Viruses are constantly evolving and as their genomes change, so do their fitness landscapes and even evolutionary constraints267. As such, there is a need to constantly build on and update previously generated maps, so that they provide updated information268. Recently, a new AI tool called EVEscape has been developed to study viral evolution, using a deep-learning approach and trained with available historical sequences and structural data, is shown to predict the potential of escape mutations to emerge269.

Discussion and concluding remarks

In this review, we outlined the current challenges that are imposed on conventional antivirals by virus evolution and the emergence of antiviral resistance. We also discussed the current alternatives which are being explored to DAAs. Amongst these alternative approaches, monoclonal antibodies and siRNAs are the only ones which have been implemented as therapeutics. Currently, there is a lack of information on proposed alternatives such as harnessing epistatic interactions, DIPs or LNAs. More studies are warranted to elucidate specific mechanisms and assess the safety of utilising these alternatives. Until then, we remain reliant mostly on existing DAAs as the main class of antivirals.
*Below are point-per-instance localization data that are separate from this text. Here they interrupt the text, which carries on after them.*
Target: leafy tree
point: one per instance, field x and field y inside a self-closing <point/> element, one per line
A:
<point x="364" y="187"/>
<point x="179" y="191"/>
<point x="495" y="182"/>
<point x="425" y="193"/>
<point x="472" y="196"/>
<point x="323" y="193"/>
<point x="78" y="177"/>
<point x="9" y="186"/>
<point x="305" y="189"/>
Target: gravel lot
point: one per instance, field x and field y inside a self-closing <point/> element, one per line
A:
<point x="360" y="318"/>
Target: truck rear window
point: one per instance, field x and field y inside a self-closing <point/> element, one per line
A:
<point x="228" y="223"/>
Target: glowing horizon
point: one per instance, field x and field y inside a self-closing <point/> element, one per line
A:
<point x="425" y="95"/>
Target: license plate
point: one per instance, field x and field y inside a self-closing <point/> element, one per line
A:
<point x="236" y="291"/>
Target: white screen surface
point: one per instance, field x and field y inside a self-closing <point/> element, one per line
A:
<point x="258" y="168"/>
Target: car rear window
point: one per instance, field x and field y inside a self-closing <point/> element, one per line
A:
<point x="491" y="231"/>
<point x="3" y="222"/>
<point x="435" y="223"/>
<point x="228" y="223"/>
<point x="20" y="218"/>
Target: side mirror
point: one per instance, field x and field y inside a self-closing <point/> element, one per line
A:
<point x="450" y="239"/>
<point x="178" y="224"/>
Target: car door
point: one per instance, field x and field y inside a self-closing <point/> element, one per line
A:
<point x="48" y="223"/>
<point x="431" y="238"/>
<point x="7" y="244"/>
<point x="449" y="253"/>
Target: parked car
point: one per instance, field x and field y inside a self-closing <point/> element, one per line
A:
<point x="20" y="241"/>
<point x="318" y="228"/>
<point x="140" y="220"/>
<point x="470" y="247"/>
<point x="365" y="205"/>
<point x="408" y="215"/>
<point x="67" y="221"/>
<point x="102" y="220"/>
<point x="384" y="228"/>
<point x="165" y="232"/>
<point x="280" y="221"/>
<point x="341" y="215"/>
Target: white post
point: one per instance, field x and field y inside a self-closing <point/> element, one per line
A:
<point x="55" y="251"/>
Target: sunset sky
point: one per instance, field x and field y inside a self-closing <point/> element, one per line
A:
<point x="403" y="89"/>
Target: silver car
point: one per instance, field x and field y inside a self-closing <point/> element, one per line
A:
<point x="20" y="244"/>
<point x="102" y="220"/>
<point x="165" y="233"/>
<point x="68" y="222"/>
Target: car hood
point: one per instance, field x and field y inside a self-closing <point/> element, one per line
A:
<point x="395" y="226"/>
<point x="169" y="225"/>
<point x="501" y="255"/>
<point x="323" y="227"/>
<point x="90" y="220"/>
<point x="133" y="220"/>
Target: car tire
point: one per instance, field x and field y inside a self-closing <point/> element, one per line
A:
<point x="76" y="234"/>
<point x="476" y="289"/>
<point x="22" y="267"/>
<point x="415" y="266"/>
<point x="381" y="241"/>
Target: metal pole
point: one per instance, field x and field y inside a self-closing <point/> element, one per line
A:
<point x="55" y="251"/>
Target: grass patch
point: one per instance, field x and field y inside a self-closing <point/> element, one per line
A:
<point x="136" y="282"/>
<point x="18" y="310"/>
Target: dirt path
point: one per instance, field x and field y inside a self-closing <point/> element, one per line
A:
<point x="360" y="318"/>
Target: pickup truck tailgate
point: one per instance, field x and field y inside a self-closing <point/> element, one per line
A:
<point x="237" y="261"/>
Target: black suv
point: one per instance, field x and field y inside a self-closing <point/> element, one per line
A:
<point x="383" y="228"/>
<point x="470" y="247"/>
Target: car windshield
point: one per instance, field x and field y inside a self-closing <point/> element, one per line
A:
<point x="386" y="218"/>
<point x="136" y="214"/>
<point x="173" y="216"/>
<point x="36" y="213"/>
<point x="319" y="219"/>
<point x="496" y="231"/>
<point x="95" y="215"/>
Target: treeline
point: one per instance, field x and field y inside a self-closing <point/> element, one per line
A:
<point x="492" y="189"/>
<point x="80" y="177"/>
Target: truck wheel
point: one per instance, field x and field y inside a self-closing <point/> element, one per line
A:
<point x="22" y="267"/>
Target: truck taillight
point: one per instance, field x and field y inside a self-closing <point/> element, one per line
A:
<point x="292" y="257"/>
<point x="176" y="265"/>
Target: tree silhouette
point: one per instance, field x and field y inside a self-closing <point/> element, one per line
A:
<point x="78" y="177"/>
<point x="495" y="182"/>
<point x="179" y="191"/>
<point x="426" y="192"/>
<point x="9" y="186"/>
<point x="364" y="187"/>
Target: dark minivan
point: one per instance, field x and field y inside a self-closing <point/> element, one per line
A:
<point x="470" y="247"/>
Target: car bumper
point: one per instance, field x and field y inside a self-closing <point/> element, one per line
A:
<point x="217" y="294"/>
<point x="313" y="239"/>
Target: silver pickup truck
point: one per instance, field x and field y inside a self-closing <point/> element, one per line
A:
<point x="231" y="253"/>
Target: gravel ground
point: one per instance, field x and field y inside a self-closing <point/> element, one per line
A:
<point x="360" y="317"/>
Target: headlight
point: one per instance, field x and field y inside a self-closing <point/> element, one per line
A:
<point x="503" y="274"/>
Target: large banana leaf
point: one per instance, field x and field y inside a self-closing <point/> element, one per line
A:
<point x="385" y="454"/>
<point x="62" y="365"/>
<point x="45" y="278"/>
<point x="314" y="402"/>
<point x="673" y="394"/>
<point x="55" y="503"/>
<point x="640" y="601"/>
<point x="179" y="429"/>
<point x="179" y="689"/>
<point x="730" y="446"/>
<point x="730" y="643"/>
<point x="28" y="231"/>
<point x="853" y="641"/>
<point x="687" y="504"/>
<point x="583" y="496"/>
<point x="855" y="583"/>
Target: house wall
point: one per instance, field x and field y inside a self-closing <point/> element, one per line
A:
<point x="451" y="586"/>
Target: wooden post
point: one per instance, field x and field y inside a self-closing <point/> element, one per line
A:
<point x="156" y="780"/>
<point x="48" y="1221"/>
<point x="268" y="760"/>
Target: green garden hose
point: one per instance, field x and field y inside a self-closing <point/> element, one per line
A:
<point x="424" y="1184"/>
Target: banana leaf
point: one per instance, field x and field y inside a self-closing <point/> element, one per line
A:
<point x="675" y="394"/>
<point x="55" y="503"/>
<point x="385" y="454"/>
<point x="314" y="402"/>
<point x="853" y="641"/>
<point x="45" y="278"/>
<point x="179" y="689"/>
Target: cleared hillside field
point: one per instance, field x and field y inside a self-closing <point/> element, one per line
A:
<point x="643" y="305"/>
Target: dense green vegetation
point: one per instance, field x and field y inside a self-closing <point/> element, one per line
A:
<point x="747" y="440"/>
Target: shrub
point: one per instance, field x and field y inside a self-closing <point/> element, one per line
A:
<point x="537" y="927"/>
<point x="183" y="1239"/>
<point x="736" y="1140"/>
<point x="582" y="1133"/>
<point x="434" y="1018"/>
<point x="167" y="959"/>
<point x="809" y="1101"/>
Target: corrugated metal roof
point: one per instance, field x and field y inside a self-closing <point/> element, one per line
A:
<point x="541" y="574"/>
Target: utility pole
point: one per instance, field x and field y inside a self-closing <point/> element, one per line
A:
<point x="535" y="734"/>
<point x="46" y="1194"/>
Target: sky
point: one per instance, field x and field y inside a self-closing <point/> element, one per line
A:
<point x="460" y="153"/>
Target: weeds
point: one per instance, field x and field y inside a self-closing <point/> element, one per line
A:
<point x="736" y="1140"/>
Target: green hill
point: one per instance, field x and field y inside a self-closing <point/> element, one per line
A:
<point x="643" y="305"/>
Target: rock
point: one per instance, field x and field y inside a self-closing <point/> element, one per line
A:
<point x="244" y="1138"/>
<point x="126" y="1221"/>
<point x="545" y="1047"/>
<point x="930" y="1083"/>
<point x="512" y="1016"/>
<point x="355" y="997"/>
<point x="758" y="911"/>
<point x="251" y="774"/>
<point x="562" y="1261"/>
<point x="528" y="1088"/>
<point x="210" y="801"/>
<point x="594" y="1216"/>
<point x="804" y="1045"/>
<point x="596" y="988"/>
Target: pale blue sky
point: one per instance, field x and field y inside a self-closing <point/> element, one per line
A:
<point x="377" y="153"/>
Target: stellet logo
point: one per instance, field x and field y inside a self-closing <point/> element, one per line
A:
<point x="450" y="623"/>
Despite the limitations of conventional antivirals and the challenges posed by viral evolution, new potential DAAs are continuously being discovered and developed. These drugs have greater potency, safety profile and specificity towards target tissues than their predecessors. Existing helicase-primase inhibitors like Pritelivir and Amenamevir are used to treat nucleoside analogue resistant HSV270, but lack sufficient penetration into neuronal tissue to affect viral latency271. Newer helicase-primase inhibitors such as IM-250 have improved tissue exposure that allow for treatment of latent HSV and with low frequency of resistance272. Nucleoside analogues and helicase inhibitors have been demonstrated to work synergistically against HSV273 providing more options for combination therapy. Nucleoside analogues against CMV often suffer from dose-limiting cytotoxicity. Filociclovir, a new nucleoside analogue has been demonstrated to not only have a better safety profile, but also be effective against some resistance mutants of previous nucleoside analogues274. A potential new combination treatment regimen against HIV, islatravir and lenacapavir with multiple mechanisms of action and target multiple stages of the life cycle, respectively, have high genetic barriers to resistance and demonstrated no antagonism nor cross resistance in vitro275.

We also discussed the potential of proteomics-based approaches and AI to study viral-host interactomes251,276,277,278. Even though these approaches are new with rudimentary progress, they present opportunities to fill the current knowledge gaps in virus-host interactions for the discovery of new antivirals.